Dec 28, 2008 22:44
its been much too long and how many times have little phrases, words and ideas popped in my head with the intention of getting them on this page. many many times over the summer and even when i was in brasil. but then for a long time its like i forgot this page ever existed and as i scrolled down to look at the last posts they seemed so foreign and distant. have i come along so far since then? has my 4 month stay away from home changed me that much?
to say im not coming home a different person would be a lie. but really how much has changed? how much have i changed?
i cant believe it will all be over in a matter of days.
the time went by so fast and before i know it i'll be on a plane back home.
i still remember so clearly arriving at LAX to catch my flight on Korean Air to Sao Paolo.
arriving in Salvador and catching a cab with Omid. Strangers in a different country where there's strange accent on their words that sometimes sound like spanish. Its like it was yesterday that me, astrid, ari nella and jamie had dinner just around the corner from our hotel. to think of all the people i didnt know who later became a part of my everday life, who will be a part of my memories forever, who made me laugh and angry and happy and feel so many things.
to think that being there would lead to me to make some decisions that i never even thought about before. but these i think are all good things. good decisions that seemed crazy at first but only seem to make so much sense later.
i remember telling elisa about how i would be leaving brasil and coming back home having lost two friends... and how sad i felt after reading that email. i just assumed about the situation of one because i dont think it will settle well, this newness, and maybe it would take longer to reach that friend level. but i really dont know, i can only hope that things wont be terribly awkward.
buuut, maybe its not the end of another, and maybe another beginning. maybe that other relationship/friendship really did get in the way with it before and maybe now that there has been time for healing, on one's own, things can really progress.
i want to go back and make amends. contact those i lost contact with. see those i hadnt seen.

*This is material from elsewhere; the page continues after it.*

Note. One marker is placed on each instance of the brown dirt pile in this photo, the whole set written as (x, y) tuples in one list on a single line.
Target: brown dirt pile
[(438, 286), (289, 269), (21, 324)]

should i write stephanie back? i found it rather odd that she decided to write me out of nowhere to announce that she was married and had a child by the name of yada yada and then to quickly add in "how are you doing"
what a plain message i thought. it actually kind of upset me at first. so congratulations?....
i didnt get to talk to my mom today cause she had stepped out to grab some coffee with jessica....
............
but my dad told me she's decided to get the surgery.
its going to be tough cause it puts you out of work for a very long time.
if its real soon atleast i know i'll be there.
but otherwise i may have to make sure i can come back atleast for a while to help out. im just worried about who will take care of her. with my grandma gone it does make it tough. really wish she could be here for it. i dont think sophia would commit. its got me a little worried but i guess all i can do is wait and see when it will be and what we will do.
so they're back online which means i'll have to go.
im getting tired but im sure i wont fall asleep on the keyboard this time.